The proper way to make a Caesar salad is to repeatedly stab it with dozens of other people in a Senate building.
them: if you could, what three words would you tell your younger self?
me: marry a chiropractor
Today, i tried to run with a mask on, but i couldn’t.
It reminded me of those times when i tried to run without a mask and still couldn’t.
A lot of parenting includes slow blinking at your child when they do something stupid while you mutter to yourself that they take after your spouse.
Hearing an adult say they “don’t understand why the government doesn’t just print more money so people have more” is why we can’t have nice things.
Millennials urban dictionary everything… I come from a time when the thesaurus roamed the earth.
*applies conditioner to my to-do list to make it more manageable*
“How can I help you?
Hi I’d like a root canal
“Are you a patient here?”
No
“Who referred you to us?”
No one
“Ok then why-”
I have a Groupon
Two roads diverged in a yellow wood,
And I’m terrible with decisions, so I went home.
*coworker showing you a picture of their newborn* Nice, nice. What is that?
Couple down the street from us celebrated 53 years of marriage the other day.
I asked the wife “how did you do it?”
She said “my knees tired”.
They go to church every Sunday so I THINK she meant pray.
But Jesus Christ i just ain’t all the way sure.
Lego better be trying to cure child cancer with how much their shit cost.
professor x: what’s ur superpower
me: hindsight
professor x: that won’t help us
me: yes i see that now
Debate Night is anytime you ask, “so, where do you want to eat?”
I love when kids are like “Ah ya gaba boo ma beeba” and their parents are like, “yes that’s right liam we DID have so much fun in New Hampshire last Fourth of July!”
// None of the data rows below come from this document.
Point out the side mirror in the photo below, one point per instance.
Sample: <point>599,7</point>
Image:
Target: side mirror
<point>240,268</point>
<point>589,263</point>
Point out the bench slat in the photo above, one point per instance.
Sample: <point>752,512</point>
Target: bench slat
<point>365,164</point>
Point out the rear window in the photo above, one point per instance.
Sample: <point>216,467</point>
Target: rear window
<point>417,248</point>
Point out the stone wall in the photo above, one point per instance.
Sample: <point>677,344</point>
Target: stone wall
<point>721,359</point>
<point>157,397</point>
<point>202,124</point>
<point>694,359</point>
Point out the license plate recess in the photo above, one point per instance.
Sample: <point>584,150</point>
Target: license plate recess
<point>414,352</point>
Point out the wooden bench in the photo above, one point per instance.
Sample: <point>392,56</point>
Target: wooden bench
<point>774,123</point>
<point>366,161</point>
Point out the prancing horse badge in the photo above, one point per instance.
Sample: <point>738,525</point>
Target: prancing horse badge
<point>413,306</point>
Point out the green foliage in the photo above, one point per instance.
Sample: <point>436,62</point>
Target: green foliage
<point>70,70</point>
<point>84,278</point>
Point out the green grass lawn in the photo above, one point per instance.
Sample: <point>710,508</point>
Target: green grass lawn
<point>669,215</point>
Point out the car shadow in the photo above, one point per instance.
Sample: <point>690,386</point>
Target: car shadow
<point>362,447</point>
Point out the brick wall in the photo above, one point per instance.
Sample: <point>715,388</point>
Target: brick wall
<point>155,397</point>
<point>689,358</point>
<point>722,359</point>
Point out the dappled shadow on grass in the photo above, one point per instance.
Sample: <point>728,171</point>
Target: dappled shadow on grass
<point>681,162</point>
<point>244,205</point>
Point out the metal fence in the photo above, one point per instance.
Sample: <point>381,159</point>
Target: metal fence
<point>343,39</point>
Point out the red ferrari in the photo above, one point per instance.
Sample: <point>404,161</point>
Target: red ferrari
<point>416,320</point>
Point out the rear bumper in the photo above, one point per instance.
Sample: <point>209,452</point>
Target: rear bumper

People complain about spam e-mail but it provides a valuable service. If every e-mail I got was actually important and required a response? I think that might break me
2019: Keep the change
(because I’m generous)2020: Keep the change
(because I’m not touching that)
I want to go to bed without cleaning the kitchen but I don’t want my mother to wake up in a panic 300 miles away.
Desperation
-Fragrance by Social Media
Conan: The US is on pace 2 b the world’s largest producer of oil. So if history has taught us anything, the US will soon be invading the US.
They said I’d have to kiss a lot of frogs before finding my prince. I never found him, but I did find out I’m REALLY into frogs.
dont freak out but everything is made of chemicals
Someone on Facebook sent me an invite to their Fall Tupperware party. The only way I’m going is if they’re full of food.
ME [licking my fingers clean]: do you have a plate for the bones
CORONER: what the hell have you done
the gym I’ve been going to isn’t helping me lose weight at all, damn you Pizza Hut Gym
TAPE RECORDER: Your mission, should you choose to accept it
ME: *in my jammies* Mm, no.
Commander: ARCHERS READY
Archer: (to guy next to him) dude tbh I was zoned out wtf we supposed to be shooting at
Woman on the tube: How old is your baby?
Mum: She’s two and a half weeks.
Woman: Wow. What’s her name?
Mum: Still deciding.
Little Girl nearby: My name’s Martha (pause) So you can have that for free.